Claude Toolkit Design for Woods

Problem

Every Claude Code session starts from zero on operational knowledge that never changes. This causes:

Context loading overhead — Re-explaining architecture, conventions, and design decisions each session.
Repetitive workflows — Same multi-step sequences (pick backlog item, TDD, validate in host app) done manually.
Quality drift — Changes that don't align with design docs, conventions breaking, test apps getting out of sync.
Retraining cost — Walking Claude through the two-app testing setup (host app + Docker app) every time.

Solution

A layered system of rules, skills, and agents that encode operational knowledge, automate workflows, and provide autonomous specialists for common tasks.

Architecture

Layer 1: Rules (always-loaded context)

Rules are path-triggered and load automatically when touching relevant files.

Rule	Trigger paths	Purpose
`extractors.md`	`lib/woods/extractors/*/.rb`	Extractor interface conventions
`docs.md`	`docs/*/.md`	Documentation conventions (dual-DB, tables, cross-refs)
`storage-retrieval.md`	`lib/woods/storage/*/.rb`, `retrieval/*/.rb`, `embedding/*/.rb`	Storage/retrieval layer conventions
`integration-testing.md`	`lib/woods/extractors/*/.rb`, `spec/*/_spec.rb`	Host app validation workflow (local + Docker)

Layer 2: Skills (reusable instruction sets)

Skills shape behavior when invoked. They don't execute autonomously — they provide the playbook.

Skill	Purpose
`backlog-workflow`	How to pick items from OPTIMIZATION_BACKLOG.md, implement with TDD, mark resolved, add new items
`doc-sync`	What docs to check after implementation changes, rules for updating them
`mcp-patterns`	MCP server design rules, reference implementation patterns, how to add tools and build new servers

Layer 3: Agents (autonomous specialists)

Agents are dispatched with a plan and operate independently. They report results but don't make decisions.

Agent	Tools	Purpose
`host-app-validator`	Bash, Read, Glob, Grep	Validates extraction in a host Rails app (local or Docker). Takes environment as parameter.
`code-optimizer`	Read, Glob, Grep, Bash	Analyzes code for simplification opportunities. Proposes changes with rationale, doesn't implement.
`doc-reviewer`	Read, Glob, Grep	Cross-references recent changes against docs. Reports gaps, doesn't fix them.
`use-case-explorer`	Read, Glob, Grep, WebSearch	Identifies extraction coverage gaps and untapped uses for extracted data. Two modes: coverage gaps + untapped uses.
`retrieval-designer`	Read, Glob, Grep	Designs retrieval query patterns grounded in RETRIEVAL_ARCHITECTURE.md.
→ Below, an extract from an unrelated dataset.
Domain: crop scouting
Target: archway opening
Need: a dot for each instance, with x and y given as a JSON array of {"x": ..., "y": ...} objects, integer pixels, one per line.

Outputs task type, query classification, retrieval steps, token budget allocation.

CLAUDE.md Changes

Added to CLAUDE.md (139 lines total):

Testing Workflow — TDD approach by task type (new features, bug fixes, refactors)
Backlog Workflow — Reference to skill
Session Continuity — Breadcrumbs in .claude/context/session-state.md

Privacy

Files with direct references to local projects are gitignored:

.claude/rules/integration-testing.md
.claude/agents/host-app-validator.md
.claude/context/session-state.md
.claude/settings.local.json

Typical Session Flow

Session start — Claude reads CLAUDE.md + session-state.md breadcrumbs from last session.
Pick work — Backlog-workflow skill guides item selection from OPTIMIZATION_BACKLOG.md.
Implement — TDD per Testing Workflow. Rules load contextually based on files touched.
Validate — Dispatch host-app-validator agent to a local or Docker host app with a specific plan.
Review — Dispatch doc-reviewer agent to check if docs need updating. Optionally dispatch code-optimizer for simplification ideas.
Explore — Dispatch use-case-explorer to find new extraction gaps or retrieval-designer to design query patterns.
Session end — Update session-state.md with breadcrumbs.

Design Decisions

Skills over CLAUDE.md bloat. Workflow instructions that exceed a few lines live in skills, referenced from CLAUDE.md. Keeps CLAUDE.md under 150 lines.
Agents propose, don't act. code-optimizer, doc-reviewer, and retrieval-designer report findings. The human or main session decides what to implement. host-app-validator executes but only runs read-only validation.
Single validator agent, environment as parameter. Local and Docker validation share the same workflow shape — only the commands differ.
Extractor-patterns stays as a rule, not a skill. It's path-triggered, concise, and always relevant when touching extractors. No workflow guidance needed.
Privacy via .gitignore. Files referencing local project paths and container names are not committed.